By Roger Brugge
Statistics for Reading show that July was the eighth consecutive warmer-than-average month on campus, before August (average temperature 15.8 ⁰C) turned cool enough for the summer to be just 0.1 degC warmer than average. But summer was not finished – anticyclonic conditions in September led to quite a bit of cloud, a mean temperature that was some 1.1 degC above average and no rain from the 2nd to 17th inclusive (compensation perhaps for the August bank holiday washout). In fact September was only 0.1 degC cooler than August and the warmest September for three years.
Not surprisingly, during the past 12 months Reading’s average temperature has been a high 11.4 ⁰C – this is almost as warm as the year of 2011 (only 2006 has been warmer than that year locally).
Figure 1. Ducks on Whiteknights Lake at the heart of the 130 hectare Whiteknights campus. © University of Reading
How has Reading’s rainfall total developed during the year? After a wet start (in fact the wet weather goes back into December 2013) the 2014 rainfall total stood at 269 mm by the end of February. With Reading’s average annual total being only 635 mm, and the wettest year in the University record (1903) having 961 mm, no doubt the ducks on Whiteknights lake were rubbing their wings (or should that be webbed feet?) in anticipation of a good year (for ducks, anyway). As of the end of September our Snowdon raingauge had collected 645 mm (just above the average for the year as a whole) meaning that an average fall in the final three months would give a total of 847 mm – a total surpassed only in 1951, 1927, 1915 and 1903.
With all this warmth and moisture, it may not be surprising to some that 2014 has also seen a return to the ‘good old days’ when thunderstorms were not a rare event in Reading. As of the end of last week we had been treated to 18 days with thunderstorms in Reading – the most since 23 days with thunder were observed in 1983 – with one or two of these storms causing local damage and disruption around Reading. In my youthful days when I first caught the ‘weather bug’ as a thunderstorm observer, Reading recorded at least 17 thunder days annually in each of 5 years during 1968-1974 – see Figure 2.

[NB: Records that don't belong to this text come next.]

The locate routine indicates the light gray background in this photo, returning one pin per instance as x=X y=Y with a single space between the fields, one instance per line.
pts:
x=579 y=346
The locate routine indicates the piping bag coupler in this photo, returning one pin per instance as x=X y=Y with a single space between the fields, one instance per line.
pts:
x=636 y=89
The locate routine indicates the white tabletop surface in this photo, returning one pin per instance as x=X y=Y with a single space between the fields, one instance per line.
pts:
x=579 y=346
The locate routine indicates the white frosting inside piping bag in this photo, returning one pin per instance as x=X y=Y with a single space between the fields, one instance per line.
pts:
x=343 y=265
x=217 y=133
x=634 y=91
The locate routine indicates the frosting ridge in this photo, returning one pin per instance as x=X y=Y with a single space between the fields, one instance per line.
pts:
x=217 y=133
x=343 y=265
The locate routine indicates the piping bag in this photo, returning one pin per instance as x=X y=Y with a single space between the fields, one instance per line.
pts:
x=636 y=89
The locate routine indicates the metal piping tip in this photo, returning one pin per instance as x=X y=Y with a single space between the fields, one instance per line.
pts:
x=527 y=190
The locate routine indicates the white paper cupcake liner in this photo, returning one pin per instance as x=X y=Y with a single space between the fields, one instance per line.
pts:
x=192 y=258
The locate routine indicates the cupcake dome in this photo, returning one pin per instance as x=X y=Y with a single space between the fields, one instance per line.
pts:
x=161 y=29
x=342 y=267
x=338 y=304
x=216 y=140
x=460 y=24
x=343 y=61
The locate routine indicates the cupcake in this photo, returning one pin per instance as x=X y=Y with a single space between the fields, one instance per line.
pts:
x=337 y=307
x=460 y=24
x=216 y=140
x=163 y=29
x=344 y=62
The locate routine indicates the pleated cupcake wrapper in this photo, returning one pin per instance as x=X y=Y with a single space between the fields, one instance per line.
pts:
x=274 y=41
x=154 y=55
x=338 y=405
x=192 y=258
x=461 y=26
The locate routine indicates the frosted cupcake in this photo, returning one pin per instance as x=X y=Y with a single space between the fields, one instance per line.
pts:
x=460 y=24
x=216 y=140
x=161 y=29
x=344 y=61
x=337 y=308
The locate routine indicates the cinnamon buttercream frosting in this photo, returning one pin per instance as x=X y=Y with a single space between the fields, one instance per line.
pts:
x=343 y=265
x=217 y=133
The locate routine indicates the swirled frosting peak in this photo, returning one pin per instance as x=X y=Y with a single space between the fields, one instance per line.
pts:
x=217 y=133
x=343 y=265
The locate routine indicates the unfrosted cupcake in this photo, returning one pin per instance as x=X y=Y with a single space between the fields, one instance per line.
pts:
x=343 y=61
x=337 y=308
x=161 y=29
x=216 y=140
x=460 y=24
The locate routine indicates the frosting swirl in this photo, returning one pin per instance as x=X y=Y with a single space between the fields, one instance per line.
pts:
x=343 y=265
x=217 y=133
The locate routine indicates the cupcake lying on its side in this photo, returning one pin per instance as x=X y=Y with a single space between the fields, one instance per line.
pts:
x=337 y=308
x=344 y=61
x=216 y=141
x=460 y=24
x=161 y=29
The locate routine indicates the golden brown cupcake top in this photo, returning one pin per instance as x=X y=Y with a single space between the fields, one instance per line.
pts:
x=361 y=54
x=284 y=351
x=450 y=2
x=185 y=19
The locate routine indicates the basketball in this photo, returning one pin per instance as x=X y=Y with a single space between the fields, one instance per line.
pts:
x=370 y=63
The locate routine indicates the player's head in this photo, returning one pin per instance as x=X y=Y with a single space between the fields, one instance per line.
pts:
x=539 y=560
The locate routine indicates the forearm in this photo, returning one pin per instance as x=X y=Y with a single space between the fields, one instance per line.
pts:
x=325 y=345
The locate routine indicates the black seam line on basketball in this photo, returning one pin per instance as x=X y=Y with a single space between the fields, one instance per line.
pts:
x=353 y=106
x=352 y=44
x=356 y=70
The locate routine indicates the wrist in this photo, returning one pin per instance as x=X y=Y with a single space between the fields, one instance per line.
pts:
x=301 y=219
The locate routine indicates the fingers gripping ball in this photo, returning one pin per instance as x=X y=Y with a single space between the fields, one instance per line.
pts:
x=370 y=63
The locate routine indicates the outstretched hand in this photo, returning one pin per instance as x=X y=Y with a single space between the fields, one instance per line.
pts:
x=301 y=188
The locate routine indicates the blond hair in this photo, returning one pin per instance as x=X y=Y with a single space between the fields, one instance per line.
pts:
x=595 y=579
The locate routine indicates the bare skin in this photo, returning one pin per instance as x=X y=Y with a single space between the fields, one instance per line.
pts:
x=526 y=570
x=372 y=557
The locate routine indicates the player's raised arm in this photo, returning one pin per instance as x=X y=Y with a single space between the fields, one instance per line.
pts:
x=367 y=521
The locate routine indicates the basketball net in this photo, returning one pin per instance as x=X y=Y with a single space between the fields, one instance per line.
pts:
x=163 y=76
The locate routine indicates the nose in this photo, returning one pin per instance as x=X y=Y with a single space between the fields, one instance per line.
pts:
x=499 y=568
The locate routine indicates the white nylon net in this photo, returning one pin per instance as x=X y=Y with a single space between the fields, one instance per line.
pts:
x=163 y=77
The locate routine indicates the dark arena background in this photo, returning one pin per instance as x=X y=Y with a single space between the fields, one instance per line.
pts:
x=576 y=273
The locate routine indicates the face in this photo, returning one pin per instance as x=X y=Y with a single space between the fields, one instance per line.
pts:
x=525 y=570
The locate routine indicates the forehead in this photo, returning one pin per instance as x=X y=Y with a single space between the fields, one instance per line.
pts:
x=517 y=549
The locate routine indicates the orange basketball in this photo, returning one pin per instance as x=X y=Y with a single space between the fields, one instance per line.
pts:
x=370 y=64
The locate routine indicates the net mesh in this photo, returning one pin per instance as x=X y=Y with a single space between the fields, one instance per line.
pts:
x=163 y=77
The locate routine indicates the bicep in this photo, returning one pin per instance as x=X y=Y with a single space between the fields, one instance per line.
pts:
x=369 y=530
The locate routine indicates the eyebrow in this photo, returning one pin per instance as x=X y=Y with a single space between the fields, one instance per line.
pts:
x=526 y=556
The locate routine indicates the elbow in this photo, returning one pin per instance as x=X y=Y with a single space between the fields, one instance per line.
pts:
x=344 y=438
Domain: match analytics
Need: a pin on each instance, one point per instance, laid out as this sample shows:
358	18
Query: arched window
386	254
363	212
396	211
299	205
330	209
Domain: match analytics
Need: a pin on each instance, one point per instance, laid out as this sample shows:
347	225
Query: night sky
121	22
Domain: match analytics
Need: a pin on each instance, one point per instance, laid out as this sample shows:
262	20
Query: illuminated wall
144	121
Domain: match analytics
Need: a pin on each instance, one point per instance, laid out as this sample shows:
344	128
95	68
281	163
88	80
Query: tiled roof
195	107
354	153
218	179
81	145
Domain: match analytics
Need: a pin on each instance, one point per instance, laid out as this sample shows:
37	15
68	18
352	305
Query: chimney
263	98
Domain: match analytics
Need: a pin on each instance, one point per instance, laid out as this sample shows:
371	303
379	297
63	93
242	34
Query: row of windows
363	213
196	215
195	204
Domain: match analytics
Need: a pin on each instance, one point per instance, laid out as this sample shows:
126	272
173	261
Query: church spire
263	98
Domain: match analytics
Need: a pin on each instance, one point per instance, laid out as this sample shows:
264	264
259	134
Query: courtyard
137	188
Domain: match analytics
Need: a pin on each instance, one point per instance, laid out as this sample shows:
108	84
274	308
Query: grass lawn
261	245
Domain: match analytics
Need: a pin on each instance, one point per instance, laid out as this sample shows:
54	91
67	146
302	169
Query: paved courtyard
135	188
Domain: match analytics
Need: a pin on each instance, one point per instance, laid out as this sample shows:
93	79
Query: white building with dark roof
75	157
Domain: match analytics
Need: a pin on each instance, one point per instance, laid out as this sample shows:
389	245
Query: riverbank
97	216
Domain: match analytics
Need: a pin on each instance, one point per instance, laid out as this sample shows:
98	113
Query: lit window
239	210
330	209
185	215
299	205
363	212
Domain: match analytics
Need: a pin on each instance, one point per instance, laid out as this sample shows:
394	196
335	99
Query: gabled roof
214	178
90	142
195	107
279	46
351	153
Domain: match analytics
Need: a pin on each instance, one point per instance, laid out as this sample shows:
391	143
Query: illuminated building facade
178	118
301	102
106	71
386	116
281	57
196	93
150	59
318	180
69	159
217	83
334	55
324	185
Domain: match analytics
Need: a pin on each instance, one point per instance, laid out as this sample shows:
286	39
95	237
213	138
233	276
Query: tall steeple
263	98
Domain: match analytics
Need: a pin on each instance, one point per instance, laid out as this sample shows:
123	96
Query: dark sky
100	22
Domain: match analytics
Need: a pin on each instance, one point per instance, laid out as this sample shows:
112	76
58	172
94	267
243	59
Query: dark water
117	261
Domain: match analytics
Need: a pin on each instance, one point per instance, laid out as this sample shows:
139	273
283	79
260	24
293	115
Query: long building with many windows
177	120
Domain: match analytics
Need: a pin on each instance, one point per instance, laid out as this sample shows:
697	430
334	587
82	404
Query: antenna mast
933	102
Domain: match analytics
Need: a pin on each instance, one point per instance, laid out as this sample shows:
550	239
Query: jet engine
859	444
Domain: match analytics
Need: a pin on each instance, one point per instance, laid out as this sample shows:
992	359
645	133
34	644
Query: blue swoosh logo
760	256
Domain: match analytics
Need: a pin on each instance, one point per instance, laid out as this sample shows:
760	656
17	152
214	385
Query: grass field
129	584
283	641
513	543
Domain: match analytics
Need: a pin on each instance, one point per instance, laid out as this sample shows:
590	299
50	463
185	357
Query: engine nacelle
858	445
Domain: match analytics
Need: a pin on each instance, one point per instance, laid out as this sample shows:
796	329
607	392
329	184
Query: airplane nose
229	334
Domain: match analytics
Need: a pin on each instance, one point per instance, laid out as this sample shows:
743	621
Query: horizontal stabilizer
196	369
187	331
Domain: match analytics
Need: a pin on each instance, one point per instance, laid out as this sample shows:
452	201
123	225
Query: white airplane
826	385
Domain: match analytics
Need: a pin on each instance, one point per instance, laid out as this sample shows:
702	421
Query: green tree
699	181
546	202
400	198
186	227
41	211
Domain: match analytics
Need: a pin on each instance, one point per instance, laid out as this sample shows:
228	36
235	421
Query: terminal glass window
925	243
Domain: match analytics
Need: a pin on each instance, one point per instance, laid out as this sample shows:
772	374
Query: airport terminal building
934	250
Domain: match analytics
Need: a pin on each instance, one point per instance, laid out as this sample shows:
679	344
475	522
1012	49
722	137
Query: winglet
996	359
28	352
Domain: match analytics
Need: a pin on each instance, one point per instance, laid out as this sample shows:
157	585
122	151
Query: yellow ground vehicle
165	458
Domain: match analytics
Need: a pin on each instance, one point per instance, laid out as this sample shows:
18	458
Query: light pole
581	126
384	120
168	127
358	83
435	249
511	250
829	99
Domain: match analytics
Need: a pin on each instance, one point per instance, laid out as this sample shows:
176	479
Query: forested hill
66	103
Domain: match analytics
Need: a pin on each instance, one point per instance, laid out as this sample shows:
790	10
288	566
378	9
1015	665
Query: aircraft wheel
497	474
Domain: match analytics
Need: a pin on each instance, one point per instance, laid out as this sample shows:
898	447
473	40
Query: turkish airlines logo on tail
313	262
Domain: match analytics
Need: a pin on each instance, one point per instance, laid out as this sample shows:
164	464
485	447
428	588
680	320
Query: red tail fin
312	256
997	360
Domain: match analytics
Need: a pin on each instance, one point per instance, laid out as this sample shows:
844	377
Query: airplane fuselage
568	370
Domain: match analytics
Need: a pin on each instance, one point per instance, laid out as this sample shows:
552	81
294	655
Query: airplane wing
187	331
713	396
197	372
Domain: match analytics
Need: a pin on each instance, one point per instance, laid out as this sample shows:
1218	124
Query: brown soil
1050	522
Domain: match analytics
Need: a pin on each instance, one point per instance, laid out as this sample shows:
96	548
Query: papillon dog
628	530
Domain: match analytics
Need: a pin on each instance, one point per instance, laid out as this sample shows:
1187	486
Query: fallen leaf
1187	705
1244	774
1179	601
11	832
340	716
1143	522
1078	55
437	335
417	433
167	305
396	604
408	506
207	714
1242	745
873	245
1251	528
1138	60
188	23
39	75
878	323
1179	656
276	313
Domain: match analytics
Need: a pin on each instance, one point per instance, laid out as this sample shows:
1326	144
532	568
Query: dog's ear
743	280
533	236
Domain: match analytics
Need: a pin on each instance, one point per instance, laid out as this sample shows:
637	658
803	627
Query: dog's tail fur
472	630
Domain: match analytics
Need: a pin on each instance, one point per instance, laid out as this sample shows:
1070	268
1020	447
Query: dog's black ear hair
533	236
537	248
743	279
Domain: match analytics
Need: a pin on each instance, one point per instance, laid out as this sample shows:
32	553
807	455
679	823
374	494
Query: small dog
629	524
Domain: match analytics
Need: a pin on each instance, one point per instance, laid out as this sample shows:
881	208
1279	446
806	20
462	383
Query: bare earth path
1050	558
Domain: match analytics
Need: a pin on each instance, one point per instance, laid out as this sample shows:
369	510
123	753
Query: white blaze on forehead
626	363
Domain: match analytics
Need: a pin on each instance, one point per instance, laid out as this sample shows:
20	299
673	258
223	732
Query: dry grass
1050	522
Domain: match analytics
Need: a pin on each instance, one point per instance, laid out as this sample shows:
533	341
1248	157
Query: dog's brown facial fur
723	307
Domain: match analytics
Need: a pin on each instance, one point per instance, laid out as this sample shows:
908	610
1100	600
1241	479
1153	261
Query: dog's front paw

Figure 2. The annual count of the number of days when thunder was heard at the University of Reading, 1960-2014. The data for 2014 include only the first nine months of the year.
To put these figures into context, thunder was heard on an average 9 days per year during 1981-2010. The months with the most thunder days during 1908-2013 were those of May 1969 (11 days) with each of May 1924, May 1967, June 1963 and July 1925 having 7 days on which thunder was heard.
The number of days with thunder during the year in the period 1908-2013 has ranged from 23 days in 1974, 1983 and 20 days in 1936 and 1969, to 2 days in 1915 and 1985, 3 days in 1909, 1986 and 2011.